Another important thing that needs to be done is the opening of the Bank account of the Company. Every Company is required to open its bank account to receive the subscription money from the subscribers and once this account is opened then you need to file a declaration for the commencement of the business with the ROC and the same shall be filed in Form INC-20 A and there is a timeline also for filing of this declaration means this declaration needs to be filed within 180 days from the date of incorporation. In case there is any delay or you are not able to file that within 180 days then there is a penalty also that use to be imposed in case of delayed filing.
So one more important thing is there i.e, the issuance of the share certificate. Once the company is incorporated then the Company is required to issue the share certificates to its shareholders within 60 days from the date of incorporation and those share certificates shall contain the number of share held by the shareholder, the folio number, the distinctive number and the same shall be signed by one director and the company secretary or in case there is no company secretary then the same shall be signed by atleast two directors of the Company. Along with these compliances there are few certain more compliances that a company needs to do after incorporation means there are you can periodical compliances or event based compliances that needs to be done, some of them I can discuss with you is like the holding of Board Meeting, every company is required to hold atleast four board meetings in a financial year and the gap between the 2 board meetings can not exceed 120 days. Another is, now the ministry is coming up with so many amendments, so with those amendments there are a few more compliances that are introduced by the ministry are like filing of Active Form. Active form as the name itself suggest is like regarding the activeness of the company means the active identity of the Company whether the company is running on records only or it is properly conducting its business, having a place of business or not.

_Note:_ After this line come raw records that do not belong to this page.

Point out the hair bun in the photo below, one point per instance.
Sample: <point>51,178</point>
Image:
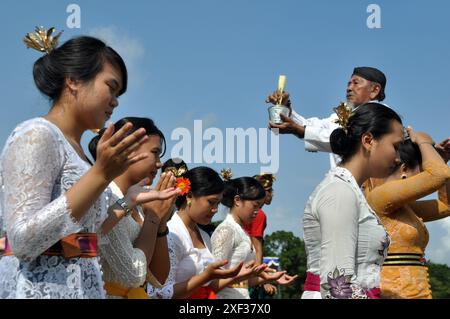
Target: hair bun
<point>339,142</point>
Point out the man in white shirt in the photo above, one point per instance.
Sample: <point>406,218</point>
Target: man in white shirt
<point>366,84</point>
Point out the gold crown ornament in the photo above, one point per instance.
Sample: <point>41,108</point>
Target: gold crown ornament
<point>344,112</point>
<point>226,174</point>
<point>42,39</point>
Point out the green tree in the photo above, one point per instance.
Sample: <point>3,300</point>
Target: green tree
<point>291,251</point>
<point>439,280</point>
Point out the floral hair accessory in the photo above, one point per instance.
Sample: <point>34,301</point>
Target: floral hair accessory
<point>226,174</point>
<point>42,40</point>
<point>177,172</point>
<point>184,184</point>
<point>344,112</point>
<point>266,180</point>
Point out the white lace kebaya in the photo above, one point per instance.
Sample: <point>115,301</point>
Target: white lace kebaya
<point>122,263</point>
<point>37,167</point>
<point>230,241</point>
<point>186,261</point>
<point>345,241</point>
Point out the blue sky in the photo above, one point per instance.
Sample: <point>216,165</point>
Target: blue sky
<point>217,61</point>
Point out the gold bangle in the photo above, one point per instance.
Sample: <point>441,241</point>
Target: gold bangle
<point>431,143</point>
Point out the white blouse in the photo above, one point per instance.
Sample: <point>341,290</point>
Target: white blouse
<point>186,261</point>
<point>345,241</point>
<point>37,167</point>
<point>122,263</point>
<point>231,242</point>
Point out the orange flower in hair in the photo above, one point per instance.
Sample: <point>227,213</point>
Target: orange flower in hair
<point>184,185</point>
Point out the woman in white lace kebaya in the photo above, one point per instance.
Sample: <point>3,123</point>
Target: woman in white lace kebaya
<point>345,241</point>
<point>244,196</point>
<point>53,201</point>
<point>136,248</point>
<point>194,272</point>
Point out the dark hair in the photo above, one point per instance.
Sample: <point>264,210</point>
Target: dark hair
<point>410,154</point>
<point>204,181</point>
<point>173,162</point>
<point>247,188</point>
<point>381,96</point>
<point>374,118</point>
<point>138,122</point>
<point>80,58</point>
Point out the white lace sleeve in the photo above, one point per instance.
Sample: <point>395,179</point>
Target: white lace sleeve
<point>128,263</point>
<point>31,164</point>
<point>175,254</point>
<point>222,243</point>
<point>338,212</point>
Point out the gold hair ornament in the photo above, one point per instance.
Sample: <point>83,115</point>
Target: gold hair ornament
<point>226,174</point>
<point>42,40</point>
<point>344,112</point>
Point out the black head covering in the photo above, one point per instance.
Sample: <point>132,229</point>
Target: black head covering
<point>374,75</point>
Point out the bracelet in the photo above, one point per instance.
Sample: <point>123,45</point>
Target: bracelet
<point>431,143</point>
<point>124,206</point>
<point>164,233</point>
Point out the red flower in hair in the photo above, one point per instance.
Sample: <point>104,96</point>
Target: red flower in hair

Another is the return of deposits, means every company if it is accepting a loan or borrowing from any bank or financial institution is required to file a return of deposits in Form DPT-3 and one more compliance is also introduced by the ministry i.e, the filing of Form MSME, means if a company is making any payment to MSME suppliers and their dues are outstanding for more than 45 days then the Company is required to file a return called the MSME Form 1 to comply with the provisions and the most important amendment that is introduced by the ministry is the director’s kyc, means every director is required to conduct his/her director kyc every year and this amendment basically introduced by the govt. to avoid duplicacy of DINs.
Apart from these compliances there are certain annual compliances that every company is required to do so the first and foremost is the statutory audit of the accounts, every company is required to get its accounts audited by the auditor of the Company and once the accounts are audited then the company is required to file the income tax return for the company like an individual the company is also required to file the income tax return and another important compliance is the holding of the AGM means the annual general meeting, every company is required to hold atleast one annual general meeting in a financial year and once you are done with your annual general meeting then you need to file the annual return and the Financial statements with the concerned ROC the same shall be filed in form like Form AOC-4 i.e, for the Financial statements and Form MGT-7 i.e, for the annual return of the company.
Apart from these compliances from time to time you must keep an eye on certain licences and registrations also means there are certain need based registrations that you can opt for to make your company grow more. Like the GST registration means if your turnover limit is exceeding and that is requiring you to get the registration under the GST so you must keep that in mind and the another is like the IEC registration, if you are in to import export business then you can go for the IEC registration and also there is one more is the Food Licence, if you are into the food industry you can opt for the Food licence and certain recommended licences are also there which you can get the registration of Trademark also to protect your brand image one more is the MSME registration, means if you want to get the benefits of micro and small enterprises then you can opt for the MSME registration.